Suppose I'm writing some code to calculate how much tax someone should pay in a given year. I might want to forbid the use of floating point arithmetic in any of these calculations, but this isn't possible in most languages. In this proposal, I can declare what domain a module belongs to. For each domain, I can then declare what language features it's allowed to use. In this case, I'd be able to declare code as belonging to the "tax calculation" domain, and ensure that that domain cannot use floating point.
Take mutability as another example. I find most code I write is easier to reason about if it doesn't use mutability, but there are a small set of problems that I find are best expressed with mutable code, either for clarity or performance. By choosing exactly when mutability is permitted, I can still use mutability when needed without introducing its complexity into the rest of my codebase. Provided that the code doesn't mutate its arguments nor global state, the rest of the code doesn't need to know that mutability is being used: the contract of the functions can still be pure.
For each domain, I can also declare what other domains that domain is allowed to access. This allows enforcement of separation of concerns i.e. we can ensure that domains aren't intertwined when they shouldn't be. For instance, how tax is calculated shouldn't depend on personal details of an individual, such as their name. This also allows us to see what domains are used without having to read and understand the code of a module.
As another example, suppose I'm writing code to calculate the trajectory of a spacecraft. If I represent values such as distance or speed as integers, then it's possible to do something nonsensical like adding together two distances that use different units, or add together a distance and a speed. Within the domain of the trajectory calculation, I could represent these values with specialised data types preventing the incorrect use of these types. At some point, I may wish to unwrap these values, say to print them, but I can enforce that such unwrapping never happens during calculations. I'll also need to create these wrapped values in the first place, but I can declare and ensure that this value creation only occurs at well-defined boundaries, such as when reading sensors, and never directly within the calculation code.

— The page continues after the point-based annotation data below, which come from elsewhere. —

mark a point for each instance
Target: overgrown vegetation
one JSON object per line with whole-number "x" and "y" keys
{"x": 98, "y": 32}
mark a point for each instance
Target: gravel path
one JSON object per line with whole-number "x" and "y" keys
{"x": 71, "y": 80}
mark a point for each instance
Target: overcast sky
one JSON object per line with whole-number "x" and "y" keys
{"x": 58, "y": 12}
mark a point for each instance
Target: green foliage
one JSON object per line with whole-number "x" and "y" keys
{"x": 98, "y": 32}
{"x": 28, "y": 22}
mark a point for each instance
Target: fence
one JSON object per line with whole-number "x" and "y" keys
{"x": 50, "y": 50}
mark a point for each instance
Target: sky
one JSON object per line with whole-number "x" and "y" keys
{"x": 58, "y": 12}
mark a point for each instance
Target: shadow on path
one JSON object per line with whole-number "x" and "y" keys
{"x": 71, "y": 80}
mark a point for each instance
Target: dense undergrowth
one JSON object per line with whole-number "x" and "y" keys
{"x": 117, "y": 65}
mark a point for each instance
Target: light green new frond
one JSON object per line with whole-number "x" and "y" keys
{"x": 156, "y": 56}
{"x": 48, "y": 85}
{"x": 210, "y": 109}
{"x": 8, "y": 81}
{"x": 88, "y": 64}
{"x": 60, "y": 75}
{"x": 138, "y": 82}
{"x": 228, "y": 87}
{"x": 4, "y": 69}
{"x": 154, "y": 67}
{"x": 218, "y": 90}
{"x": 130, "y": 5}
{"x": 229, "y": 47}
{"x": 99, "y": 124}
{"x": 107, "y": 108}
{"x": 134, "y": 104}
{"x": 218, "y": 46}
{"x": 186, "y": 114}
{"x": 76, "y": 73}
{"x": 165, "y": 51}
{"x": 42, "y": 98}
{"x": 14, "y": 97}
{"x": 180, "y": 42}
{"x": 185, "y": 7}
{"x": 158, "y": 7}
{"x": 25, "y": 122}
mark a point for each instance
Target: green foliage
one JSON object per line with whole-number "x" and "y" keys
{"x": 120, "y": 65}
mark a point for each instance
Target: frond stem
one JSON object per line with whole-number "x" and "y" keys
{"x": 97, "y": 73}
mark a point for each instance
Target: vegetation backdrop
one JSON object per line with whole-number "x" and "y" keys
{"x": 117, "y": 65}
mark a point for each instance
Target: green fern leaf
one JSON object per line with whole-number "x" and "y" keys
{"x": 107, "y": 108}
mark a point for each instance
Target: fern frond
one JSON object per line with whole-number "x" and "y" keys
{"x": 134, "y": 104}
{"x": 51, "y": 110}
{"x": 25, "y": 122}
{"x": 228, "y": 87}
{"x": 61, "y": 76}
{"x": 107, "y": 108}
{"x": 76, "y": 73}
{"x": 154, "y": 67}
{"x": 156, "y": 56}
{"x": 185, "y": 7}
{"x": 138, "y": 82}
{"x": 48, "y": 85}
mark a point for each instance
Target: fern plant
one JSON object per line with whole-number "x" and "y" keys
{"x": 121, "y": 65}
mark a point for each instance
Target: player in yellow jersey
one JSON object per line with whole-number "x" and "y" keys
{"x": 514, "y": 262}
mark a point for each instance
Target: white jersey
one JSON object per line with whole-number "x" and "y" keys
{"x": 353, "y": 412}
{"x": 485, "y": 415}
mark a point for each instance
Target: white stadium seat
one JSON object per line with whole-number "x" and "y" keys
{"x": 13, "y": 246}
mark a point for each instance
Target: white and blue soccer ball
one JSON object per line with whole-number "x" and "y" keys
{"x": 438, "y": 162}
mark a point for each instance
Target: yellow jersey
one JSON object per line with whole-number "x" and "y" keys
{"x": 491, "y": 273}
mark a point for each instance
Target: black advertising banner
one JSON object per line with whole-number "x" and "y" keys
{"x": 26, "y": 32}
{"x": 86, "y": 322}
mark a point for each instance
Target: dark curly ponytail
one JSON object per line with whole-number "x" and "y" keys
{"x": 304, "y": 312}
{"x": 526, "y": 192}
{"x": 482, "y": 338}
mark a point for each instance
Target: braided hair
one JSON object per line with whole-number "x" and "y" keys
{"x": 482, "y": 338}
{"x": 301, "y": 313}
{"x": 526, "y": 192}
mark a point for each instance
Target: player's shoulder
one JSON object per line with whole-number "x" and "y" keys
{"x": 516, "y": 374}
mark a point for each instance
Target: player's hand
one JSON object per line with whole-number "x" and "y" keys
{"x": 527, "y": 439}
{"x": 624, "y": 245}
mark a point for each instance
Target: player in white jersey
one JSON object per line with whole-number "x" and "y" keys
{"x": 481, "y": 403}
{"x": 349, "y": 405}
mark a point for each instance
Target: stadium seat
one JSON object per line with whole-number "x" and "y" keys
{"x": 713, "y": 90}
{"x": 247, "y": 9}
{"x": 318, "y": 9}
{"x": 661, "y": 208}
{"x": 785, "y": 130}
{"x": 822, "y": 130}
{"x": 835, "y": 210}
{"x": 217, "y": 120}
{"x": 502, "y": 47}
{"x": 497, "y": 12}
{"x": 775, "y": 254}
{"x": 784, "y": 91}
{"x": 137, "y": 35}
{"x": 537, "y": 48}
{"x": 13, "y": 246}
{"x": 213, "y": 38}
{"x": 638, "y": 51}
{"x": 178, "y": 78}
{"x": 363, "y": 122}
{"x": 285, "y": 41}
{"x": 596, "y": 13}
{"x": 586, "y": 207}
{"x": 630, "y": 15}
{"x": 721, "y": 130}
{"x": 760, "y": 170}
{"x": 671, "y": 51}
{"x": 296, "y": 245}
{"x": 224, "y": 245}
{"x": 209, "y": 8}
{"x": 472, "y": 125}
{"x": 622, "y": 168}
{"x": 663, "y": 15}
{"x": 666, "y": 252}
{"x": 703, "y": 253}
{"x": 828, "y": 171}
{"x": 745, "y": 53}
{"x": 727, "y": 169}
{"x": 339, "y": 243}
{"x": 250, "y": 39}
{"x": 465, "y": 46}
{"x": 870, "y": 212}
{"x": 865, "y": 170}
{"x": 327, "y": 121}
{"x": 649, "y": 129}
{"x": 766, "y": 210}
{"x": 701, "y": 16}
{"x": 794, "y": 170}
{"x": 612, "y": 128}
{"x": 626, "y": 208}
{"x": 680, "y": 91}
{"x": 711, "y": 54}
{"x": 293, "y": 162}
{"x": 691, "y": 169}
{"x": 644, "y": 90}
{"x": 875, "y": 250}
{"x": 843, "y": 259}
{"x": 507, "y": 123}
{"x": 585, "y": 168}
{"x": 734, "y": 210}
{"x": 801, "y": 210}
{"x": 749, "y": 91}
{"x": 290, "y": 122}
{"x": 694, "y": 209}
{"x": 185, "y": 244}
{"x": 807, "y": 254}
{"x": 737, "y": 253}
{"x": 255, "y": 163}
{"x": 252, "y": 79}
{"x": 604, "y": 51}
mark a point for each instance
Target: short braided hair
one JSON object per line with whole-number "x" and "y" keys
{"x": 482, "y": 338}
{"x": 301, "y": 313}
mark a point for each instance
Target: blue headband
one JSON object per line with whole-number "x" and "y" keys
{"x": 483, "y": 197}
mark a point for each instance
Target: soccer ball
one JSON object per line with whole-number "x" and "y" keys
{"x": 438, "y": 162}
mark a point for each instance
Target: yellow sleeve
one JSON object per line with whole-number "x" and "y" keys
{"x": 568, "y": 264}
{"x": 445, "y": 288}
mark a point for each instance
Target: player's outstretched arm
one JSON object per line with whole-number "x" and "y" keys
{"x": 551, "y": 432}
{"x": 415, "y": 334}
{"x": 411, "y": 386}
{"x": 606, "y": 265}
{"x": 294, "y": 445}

In other words: the "mechanics" domain uses the "integer arithmetic" domain in its implementation, but that fact is private to the "mechanics" domain. In the "trajectory" domain, I explicitly declare that I can use values from the "mechanics" domain (such as adding together distances or dividing a distance by a time to get a speed), but that doesn't allow me to get their underlying integer representation nor create them from integers. In the "sensor" domain, I explicitly declare that I can create these values, meaning I can read the raw integers from some hardware, and turn them into their appropriate data types.

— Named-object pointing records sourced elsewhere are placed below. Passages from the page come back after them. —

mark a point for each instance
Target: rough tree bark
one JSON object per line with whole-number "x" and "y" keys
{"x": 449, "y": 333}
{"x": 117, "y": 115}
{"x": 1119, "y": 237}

In the previous example, we saw how we wanted the fact that the "mechanics" domain uses the "integer arithmetic" domain to be private, but there are times when we don't want to allow this hiding. For instance, it's useful to definitively know whether a piece of code might write to disk, even if the write doesn't happen directly in that code.
I might also want to be able to enforce separation of concerns at a much higher level. Being able to enforce this separation is one of the cited benefits of a microservice architecture: it would be nice to be able to get this benefit without having to build a distributed system.

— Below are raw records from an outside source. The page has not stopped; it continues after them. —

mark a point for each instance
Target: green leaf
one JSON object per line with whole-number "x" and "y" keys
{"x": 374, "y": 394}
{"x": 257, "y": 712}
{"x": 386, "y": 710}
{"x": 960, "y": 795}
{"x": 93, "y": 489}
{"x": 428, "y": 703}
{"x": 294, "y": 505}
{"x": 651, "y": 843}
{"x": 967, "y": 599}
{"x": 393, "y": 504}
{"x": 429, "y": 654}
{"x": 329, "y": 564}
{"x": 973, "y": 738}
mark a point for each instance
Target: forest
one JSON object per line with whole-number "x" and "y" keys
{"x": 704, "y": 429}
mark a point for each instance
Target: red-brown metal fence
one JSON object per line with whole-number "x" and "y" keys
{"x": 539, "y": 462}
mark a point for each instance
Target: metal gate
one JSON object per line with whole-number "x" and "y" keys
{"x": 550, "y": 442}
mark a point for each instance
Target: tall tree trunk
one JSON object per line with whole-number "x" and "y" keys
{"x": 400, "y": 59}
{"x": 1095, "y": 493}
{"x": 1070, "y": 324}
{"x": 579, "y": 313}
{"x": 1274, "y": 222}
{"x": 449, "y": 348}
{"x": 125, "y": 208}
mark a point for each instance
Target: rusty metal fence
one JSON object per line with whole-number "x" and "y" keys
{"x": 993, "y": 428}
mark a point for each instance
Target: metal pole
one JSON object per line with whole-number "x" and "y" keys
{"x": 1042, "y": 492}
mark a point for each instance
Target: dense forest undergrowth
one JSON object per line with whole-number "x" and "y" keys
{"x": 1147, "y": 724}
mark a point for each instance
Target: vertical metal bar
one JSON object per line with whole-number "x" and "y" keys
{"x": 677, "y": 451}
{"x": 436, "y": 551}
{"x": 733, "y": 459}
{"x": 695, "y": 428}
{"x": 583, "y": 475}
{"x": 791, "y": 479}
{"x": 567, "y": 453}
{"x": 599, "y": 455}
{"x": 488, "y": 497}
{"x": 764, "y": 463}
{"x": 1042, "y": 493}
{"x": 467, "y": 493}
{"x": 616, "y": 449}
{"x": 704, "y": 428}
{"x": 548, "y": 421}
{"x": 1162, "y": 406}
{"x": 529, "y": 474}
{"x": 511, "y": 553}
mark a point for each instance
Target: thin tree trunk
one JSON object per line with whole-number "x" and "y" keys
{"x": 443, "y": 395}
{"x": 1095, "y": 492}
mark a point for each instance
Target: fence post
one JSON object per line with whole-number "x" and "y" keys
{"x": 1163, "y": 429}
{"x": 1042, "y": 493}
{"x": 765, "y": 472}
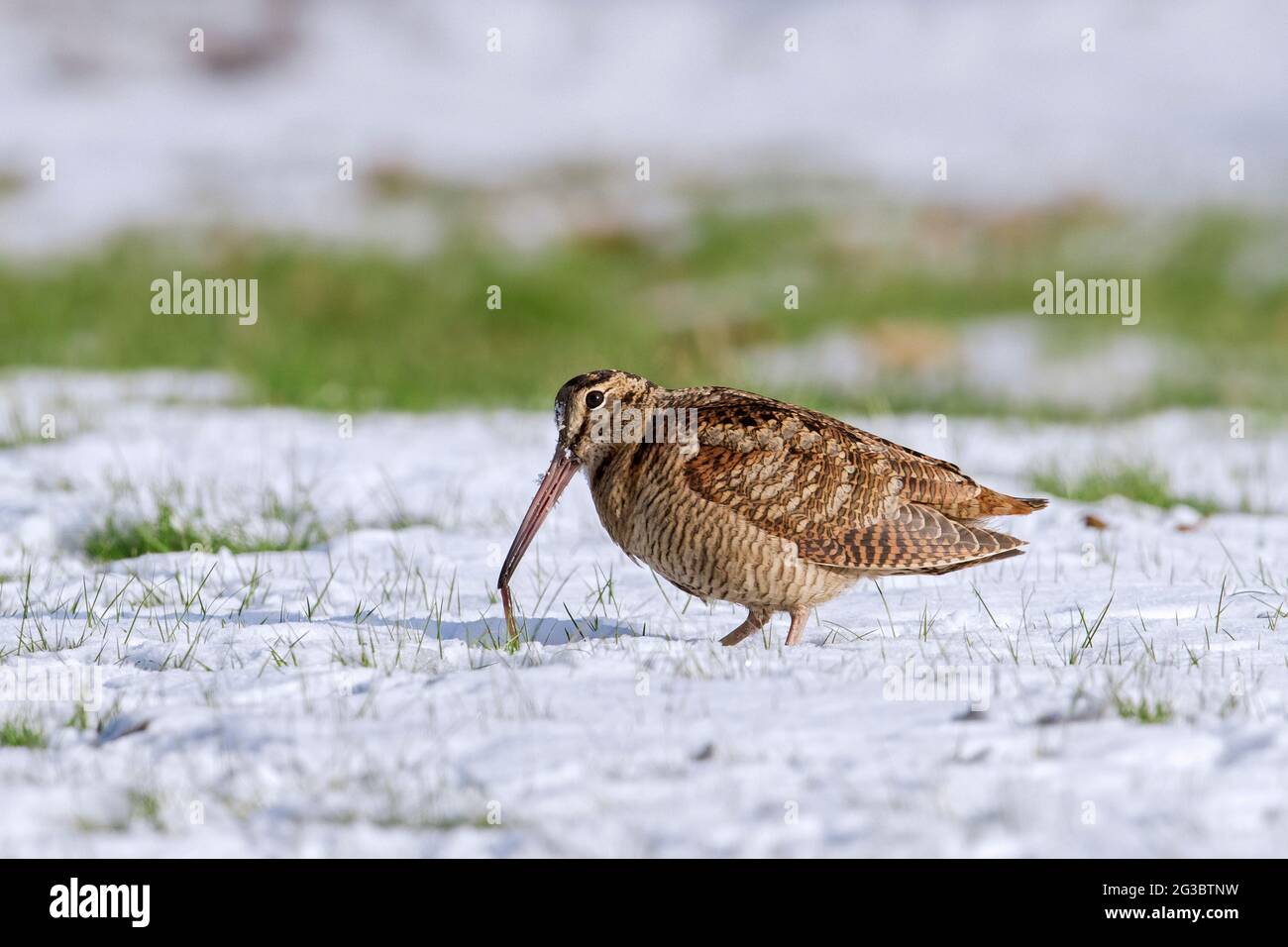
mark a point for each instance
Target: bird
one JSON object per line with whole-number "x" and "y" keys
{"x": 735, "y": 496}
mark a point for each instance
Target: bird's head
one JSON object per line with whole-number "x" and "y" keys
{"x": 585, "y": 411}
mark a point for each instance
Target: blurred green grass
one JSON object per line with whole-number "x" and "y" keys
{"x": 361, "y": 328}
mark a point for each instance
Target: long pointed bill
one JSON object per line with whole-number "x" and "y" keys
{"x": 562, "y": 470}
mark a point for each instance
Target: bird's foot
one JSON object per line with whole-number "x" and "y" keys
{"x": 756, "y": 620}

I believe part of the potential benefit of this is from going through the process of declaring what other domains a domain can access. It's often extremely easy to pull in another dependency or to rely on another part of our code without thinking about whether that makes conceptual sense. This is still possible in the system I describe, but by making the programmer be explicit, they are prompted to stop and think. I've made many bad decisions because I didn't even realise I was making a decision.
Some of this separation of domains is already possible: although I can't restrict access to language features, I have some control over what other modules each module can access: for instance, by using separate jars in Java, or assemblies in .NET. However, these are quite coarse and heavyweight: it's hard to use them to express the level of fine-grained control that I've described. The other downside is that by requiring a dependency, you normally end up being able to access its transitive dependencies: again, something that's often undesirable as previously described.
Using something like algebraic effect systems is probably more complex than necessary. The use of a language feature or domain could be modelled as an effect, but tracking this on an expression granularity is probably unhelpful: instead, tracking it by module is both simpler and more appropriate.
In fact, something like Java's annotations, C#'s attributes or Python's decorators are probably sufficient to express what domain each module resides in. You'd then need to separately define what power each domain has, which could be written in a comparatively simple declaration language. I suspect the difficulty comes not in implementing such a checker, but in working out how to use effectively, particularly what granularity is appropriate.